A full-size setting need not always be built. Through much of the history of the cinema,

 

filmmakers used miniature buildings to create fantasy scenes or simply to economize. Parts of

settings could also be done as paintings and combined photographically with full-sized sections of the space. More recently, digital special effects are used to fill in portions of the setting, such as the royal city in The Phantom Menace.

In manipulating a shot’s setting, the filmmaker may create props – short for “property”. When an object in the setting has a function within the ongoing action, we can call it “prop”. Films teem with examples: the snowstorm paperweight that shatters at the beginning of Citizen Kane, Sarah’s Connor’s hospital bed turned exercise machine in Terminator-2: Judgement Day.

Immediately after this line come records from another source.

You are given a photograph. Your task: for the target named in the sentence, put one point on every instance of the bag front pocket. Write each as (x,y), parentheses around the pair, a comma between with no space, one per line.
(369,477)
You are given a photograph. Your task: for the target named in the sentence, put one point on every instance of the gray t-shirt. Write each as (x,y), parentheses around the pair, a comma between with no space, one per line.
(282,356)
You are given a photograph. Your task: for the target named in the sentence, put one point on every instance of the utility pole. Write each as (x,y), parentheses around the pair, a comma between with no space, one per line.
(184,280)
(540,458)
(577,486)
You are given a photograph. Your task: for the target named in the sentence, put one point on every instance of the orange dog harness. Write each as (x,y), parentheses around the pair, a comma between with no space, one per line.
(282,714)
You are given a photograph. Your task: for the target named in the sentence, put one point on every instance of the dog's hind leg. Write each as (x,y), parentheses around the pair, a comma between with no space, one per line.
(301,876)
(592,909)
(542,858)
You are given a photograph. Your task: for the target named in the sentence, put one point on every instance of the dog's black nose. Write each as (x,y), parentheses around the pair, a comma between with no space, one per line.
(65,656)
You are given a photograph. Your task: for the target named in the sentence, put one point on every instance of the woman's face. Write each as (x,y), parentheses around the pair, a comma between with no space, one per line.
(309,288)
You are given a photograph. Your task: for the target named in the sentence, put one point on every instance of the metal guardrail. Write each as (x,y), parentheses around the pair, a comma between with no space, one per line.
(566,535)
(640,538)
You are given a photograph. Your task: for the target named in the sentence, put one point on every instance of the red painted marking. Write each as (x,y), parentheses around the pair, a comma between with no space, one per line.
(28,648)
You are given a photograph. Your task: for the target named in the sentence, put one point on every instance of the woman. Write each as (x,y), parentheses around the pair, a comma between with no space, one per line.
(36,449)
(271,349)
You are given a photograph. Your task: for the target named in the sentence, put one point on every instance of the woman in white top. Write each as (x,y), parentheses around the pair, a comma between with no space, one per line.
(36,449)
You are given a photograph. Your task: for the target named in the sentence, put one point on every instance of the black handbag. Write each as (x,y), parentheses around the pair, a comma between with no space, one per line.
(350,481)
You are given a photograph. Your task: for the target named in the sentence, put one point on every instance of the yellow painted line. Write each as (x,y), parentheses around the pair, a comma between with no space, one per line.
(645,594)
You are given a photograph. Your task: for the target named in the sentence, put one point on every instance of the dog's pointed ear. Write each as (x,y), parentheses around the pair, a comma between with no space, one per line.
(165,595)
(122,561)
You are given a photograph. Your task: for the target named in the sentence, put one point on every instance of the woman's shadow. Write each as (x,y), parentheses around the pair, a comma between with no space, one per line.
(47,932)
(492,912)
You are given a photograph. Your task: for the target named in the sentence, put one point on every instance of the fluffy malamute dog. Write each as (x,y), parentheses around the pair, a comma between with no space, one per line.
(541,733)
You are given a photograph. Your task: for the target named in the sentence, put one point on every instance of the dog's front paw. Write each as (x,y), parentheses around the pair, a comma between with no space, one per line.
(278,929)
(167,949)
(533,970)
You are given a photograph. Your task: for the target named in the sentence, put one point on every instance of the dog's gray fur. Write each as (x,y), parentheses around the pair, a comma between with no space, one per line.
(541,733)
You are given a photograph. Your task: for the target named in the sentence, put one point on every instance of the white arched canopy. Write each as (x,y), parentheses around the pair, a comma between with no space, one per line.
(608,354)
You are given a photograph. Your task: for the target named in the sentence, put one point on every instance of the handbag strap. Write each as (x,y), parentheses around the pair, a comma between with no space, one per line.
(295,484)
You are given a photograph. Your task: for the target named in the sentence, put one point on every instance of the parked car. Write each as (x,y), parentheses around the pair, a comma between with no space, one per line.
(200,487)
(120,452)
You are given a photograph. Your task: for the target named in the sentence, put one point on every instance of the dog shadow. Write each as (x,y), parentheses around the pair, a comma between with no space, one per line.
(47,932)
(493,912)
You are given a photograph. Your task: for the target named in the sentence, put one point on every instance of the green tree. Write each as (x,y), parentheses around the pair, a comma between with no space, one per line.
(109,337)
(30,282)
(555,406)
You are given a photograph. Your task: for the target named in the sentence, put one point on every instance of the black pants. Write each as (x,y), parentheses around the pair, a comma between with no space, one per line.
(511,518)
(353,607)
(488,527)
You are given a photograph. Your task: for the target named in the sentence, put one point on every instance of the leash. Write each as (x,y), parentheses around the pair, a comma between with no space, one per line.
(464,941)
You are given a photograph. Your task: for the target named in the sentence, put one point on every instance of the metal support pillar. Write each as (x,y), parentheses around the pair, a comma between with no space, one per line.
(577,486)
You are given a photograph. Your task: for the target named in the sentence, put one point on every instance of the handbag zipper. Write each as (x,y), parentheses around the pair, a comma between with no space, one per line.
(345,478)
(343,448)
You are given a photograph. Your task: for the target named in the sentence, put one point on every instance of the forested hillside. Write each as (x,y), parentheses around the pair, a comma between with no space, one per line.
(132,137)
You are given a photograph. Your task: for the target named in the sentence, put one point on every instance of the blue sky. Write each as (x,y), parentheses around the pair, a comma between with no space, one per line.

In the course of a narrative, a prop may become a motif. The shower curtain in Psycho is at first an innocuous part of the setting, but when the killer enters the bathroom the curtain screens her from our sight. Later, after the murder Norman Bates usesthe curtain to wrap up the victim’s body.

 

d) Complete the sentences with the verbs below:

stage screen emphasize harmonize combine support
  1. The extensive research _____ our conclusions.
  2. We cannot _____ a Verdi opera without a chorus.
  3. They ______ different images and got an interesting collage.
  4. A line of fir trees _____ the house from the road.
  5. He _____ the importance of colours in his film.
  6. The cottages _____ well with the landscape.